Our first night the temperature plunged to 14 degrees, something that I regret to say I am not making up.


Worth a thousand words, or so I am told, but this is the temperature our first morning at Sandy Flats (which is to say, it has been warming up for several hours at this point).

Now, we’re crazy but we’re not stupid, so we had picked this campsite based on its proximity to a hot spring right on the Kern River which we subsequently spent the next five days cramming ourselves into.  The weather steadily warmed, too, and the cold snap that we had endured for a couple of days moderated somewhat and by the last night the temperatures were only dropping to a paltry 25 degrees.  Child’s play.

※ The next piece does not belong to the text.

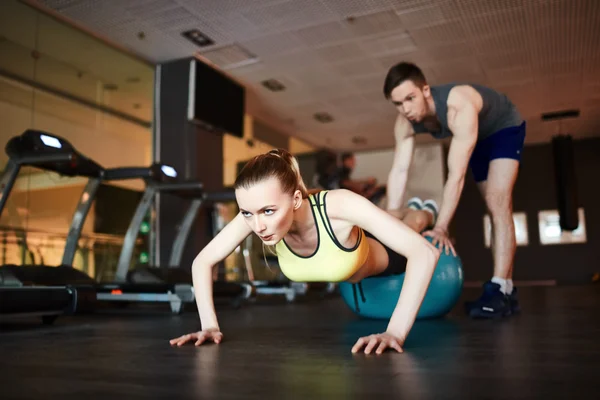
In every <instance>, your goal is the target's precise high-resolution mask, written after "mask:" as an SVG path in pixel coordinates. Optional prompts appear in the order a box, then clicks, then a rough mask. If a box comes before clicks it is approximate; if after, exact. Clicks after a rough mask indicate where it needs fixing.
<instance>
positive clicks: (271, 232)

The ladies enjoy a long, well-deserved soak in the Miracle Hot Springs

The girls, reunited with their friends Lilligoose and the O-Dog, played nonstop while myself, The Hippo, Val, Clarissa and Christian either huddled in the hot springs, or huddled around a roaring campfire, or huddled around a bottle of brown water.


The Silverfish and Oliver contemplate their next move

It was terrific, and restorative, and great to see our friends doing so well in their new home.

And now, Mexico!

We packed up just yesterday and I am tapping this out from a public library in Thousand Oaks before heading off to run some resupply errands (FrontRunner, here we come) and to set up camp at my college roommates’ house for the night.

So, many more notes, pictures, galleries, etc. to follow as I go back and fill in specific events in detail, but the takeaway is that we’re alive, and happy and healthy, and pretty excited to finally cross the border into Mexico.